Apple picking is almost synonymous with fall in Midwestern America. What’s October without a good trip to the orchard? Alex was lucky enough to bring in a haul of apples from a nearby orchard (or, mom’s neighbor’s apple tree) a few weeks ago.
What to do with pounds of apples? Make applesauce, of course! I grew up making applesauce from the tree in our backyard – we always set aside a day or more to cook down mountains of apples and freeze the sauce for the winter. Maybe because it was such an involved affair, I never though applesauce could be simple.
Trying it on our own made me think again – not only was it easy, if you have the right apples, you need no extra ingredients! (Well, water and salt – but do those count?)
We were surprised to find that the apples we used were so sweet that the sauce was perfect without any added sweetener! It all depends on the type of apple you use, so you can add a bit of honey or sugar at the end to your liking. However, “au natural” was perfect for us (and it tasted nothing like the “natural” brands in the stores)!
Looking for other apple recipes?
- 4 pounds sweet cooking apples (for example, Macintosh)
- ¾ cup water
- ½ teaspoon kosher salt
- Honey and cinnamon, if desired
- Core the apples and cut them into quarters or smaller pieces (an apple corer works well). For applesauce that is not rosy in color, peel the apples (it’s also easier to make chunky apple sauce this way; see Step 3). Otherwise, leave on the skin, which adds a rosy color.
- Place the apple pieces in a large pan with ¾ cup water. Add ½ teaspoon kosher salt. Cover and bring to a boil, then turn down the heat and cook until the apples are soften, about 30 to 35 minutes. Check the pot several times, stirring and mashing down the apples. When the apples are cooked down, turn off the heat.

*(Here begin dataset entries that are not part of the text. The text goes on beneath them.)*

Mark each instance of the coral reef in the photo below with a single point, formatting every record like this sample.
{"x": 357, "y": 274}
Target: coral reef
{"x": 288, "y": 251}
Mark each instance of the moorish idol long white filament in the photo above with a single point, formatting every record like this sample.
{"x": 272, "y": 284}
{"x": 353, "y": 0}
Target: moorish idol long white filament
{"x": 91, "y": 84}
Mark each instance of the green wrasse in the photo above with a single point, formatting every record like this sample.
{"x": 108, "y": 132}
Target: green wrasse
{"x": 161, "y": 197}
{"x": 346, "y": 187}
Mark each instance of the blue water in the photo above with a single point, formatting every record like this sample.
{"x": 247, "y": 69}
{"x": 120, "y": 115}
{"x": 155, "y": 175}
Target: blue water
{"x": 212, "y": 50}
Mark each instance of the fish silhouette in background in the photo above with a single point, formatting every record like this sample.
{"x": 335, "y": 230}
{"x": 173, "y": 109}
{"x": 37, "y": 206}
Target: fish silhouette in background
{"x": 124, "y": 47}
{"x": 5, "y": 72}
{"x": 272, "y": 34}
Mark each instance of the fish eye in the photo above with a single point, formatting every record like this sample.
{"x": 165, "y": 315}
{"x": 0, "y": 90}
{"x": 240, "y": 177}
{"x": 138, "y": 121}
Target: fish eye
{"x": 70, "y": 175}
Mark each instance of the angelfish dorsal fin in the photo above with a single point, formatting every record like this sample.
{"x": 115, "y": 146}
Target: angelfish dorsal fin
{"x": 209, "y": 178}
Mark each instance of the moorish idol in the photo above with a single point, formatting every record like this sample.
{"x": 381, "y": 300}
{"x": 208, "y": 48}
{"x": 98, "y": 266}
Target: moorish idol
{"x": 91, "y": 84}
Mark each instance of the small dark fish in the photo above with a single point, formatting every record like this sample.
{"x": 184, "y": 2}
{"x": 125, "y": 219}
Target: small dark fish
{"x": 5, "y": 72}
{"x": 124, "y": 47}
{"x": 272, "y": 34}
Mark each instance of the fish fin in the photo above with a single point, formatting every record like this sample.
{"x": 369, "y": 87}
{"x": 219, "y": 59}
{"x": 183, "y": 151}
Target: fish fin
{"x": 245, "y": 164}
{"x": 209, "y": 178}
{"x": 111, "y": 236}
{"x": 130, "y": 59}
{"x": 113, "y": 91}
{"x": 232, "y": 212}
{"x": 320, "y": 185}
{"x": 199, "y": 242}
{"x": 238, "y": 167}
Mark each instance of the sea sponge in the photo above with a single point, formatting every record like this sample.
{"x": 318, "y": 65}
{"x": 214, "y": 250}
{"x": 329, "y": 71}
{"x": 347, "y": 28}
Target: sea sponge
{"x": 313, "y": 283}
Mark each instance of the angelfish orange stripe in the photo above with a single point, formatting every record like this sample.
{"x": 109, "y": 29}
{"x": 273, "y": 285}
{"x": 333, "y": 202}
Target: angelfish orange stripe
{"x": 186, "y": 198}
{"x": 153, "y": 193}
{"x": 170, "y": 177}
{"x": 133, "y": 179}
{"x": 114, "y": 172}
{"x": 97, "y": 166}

- For chunky applesauce, mash down the apples with a potato masher. Remove the apple skins with a fork.
- For smoother applesauce and to easily remove the skins, pass the applesauce through a food mill or force it through the holes in a colander. (The food mill is the easiest method, but a sieve or colander works just as well, though it is more time consuming.)
- Taste; depending on the type of apples, the apple sauce may be sweet enough as is. If not, add honey and/or cinnamon to taste.